Content collection includes the garnering of content for use within the framework set out in the analysis phase. Collection may be through content development - creating content or editing the content of others, content ingestion - syndication of content from other sources, or incorporation of localized content, or a hybrid of content integration and converge - such as integrating product descriptions from an outside organization with prices from a costing system, or the convergence of editorial and user-generated content from social media for simultaneous display.

Publish 

The publishing quadrant deals with the aspects of content that happen when the content is delivered to its output platform and ensuing transformations, manipulations, or uses of the content. Publishing the content is only a point in the first life cycle iteration; there are post-publishing considerations such as re-use and retention policies that require attention.

Management 

The management quadrant is concerned with the efficient and effective use of content. In organizations using technology to automate the management of content, the management aspect assumes use of a content management system (CMS) of some sort. In organizations with smaller amounts of content, with little need for workflow control, and virtually no single-sourcing requirements, manual management is possible.

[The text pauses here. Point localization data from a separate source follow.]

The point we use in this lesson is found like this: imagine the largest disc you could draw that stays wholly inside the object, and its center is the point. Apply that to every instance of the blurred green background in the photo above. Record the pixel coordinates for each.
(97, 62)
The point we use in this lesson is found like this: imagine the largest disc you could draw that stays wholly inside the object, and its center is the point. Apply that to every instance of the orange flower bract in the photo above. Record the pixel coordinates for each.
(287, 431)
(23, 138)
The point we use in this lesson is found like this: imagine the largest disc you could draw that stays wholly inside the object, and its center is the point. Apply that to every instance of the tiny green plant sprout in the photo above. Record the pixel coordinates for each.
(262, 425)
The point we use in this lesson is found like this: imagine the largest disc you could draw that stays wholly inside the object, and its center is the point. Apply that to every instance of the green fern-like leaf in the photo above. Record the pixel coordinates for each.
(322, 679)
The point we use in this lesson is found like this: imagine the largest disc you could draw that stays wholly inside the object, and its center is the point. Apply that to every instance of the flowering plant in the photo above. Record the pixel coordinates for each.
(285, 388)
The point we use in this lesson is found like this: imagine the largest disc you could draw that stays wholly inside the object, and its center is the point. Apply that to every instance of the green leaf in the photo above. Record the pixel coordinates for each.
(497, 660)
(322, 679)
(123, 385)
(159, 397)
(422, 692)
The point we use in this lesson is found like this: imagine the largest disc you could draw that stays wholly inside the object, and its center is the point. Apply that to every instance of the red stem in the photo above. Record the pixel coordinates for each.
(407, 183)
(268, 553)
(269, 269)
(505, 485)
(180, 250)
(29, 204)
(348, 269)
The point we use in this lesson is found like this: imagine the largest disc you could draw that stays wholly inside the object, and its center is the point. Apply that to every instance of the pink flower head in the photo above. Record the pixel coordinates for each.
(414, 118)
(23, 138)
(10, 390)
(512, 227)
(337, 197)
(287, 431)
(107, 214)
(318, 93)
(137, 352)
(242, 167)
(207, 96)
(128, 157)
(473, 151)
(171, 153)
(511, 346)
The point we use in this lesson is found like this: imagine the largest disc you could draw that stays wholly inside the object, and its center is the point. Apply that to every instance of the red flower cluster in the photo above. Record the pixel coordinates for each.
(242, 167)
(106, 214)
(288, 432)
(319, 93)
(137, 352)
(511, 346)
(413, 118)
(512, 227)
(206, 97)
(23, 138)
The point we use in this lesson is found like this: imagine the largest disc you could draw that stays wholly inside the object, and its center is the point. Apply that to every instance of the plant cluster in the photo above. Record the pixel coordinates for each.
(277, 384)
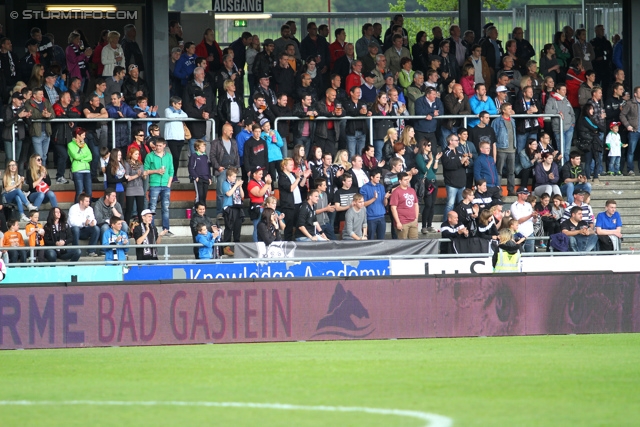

However, in large enterprises, there is too much content, and there are too many variations of content output, to manage the content without some sort of system to automate whatever functions can be automated. The content configuration potential is enormous, and builds on the information gathered during the analysis and collection phases.

The solutions will be highly situational, and revolve around the inputs and outputs, the required content variables, the complexity of the publishing pipeline, and the technologies in play. The most basic questions are around adoption of standards and technologies, and determining components, content granularity, and how far up or down the publishing pipeline to implement specific techniques.

At its core, content strategy is a way of thinking that has direct impact on the way we do business. And the way we do business must include a clear focus on how we create, deliver, and govern our content. Because more than ever before, content has become one of the most valuable business assets.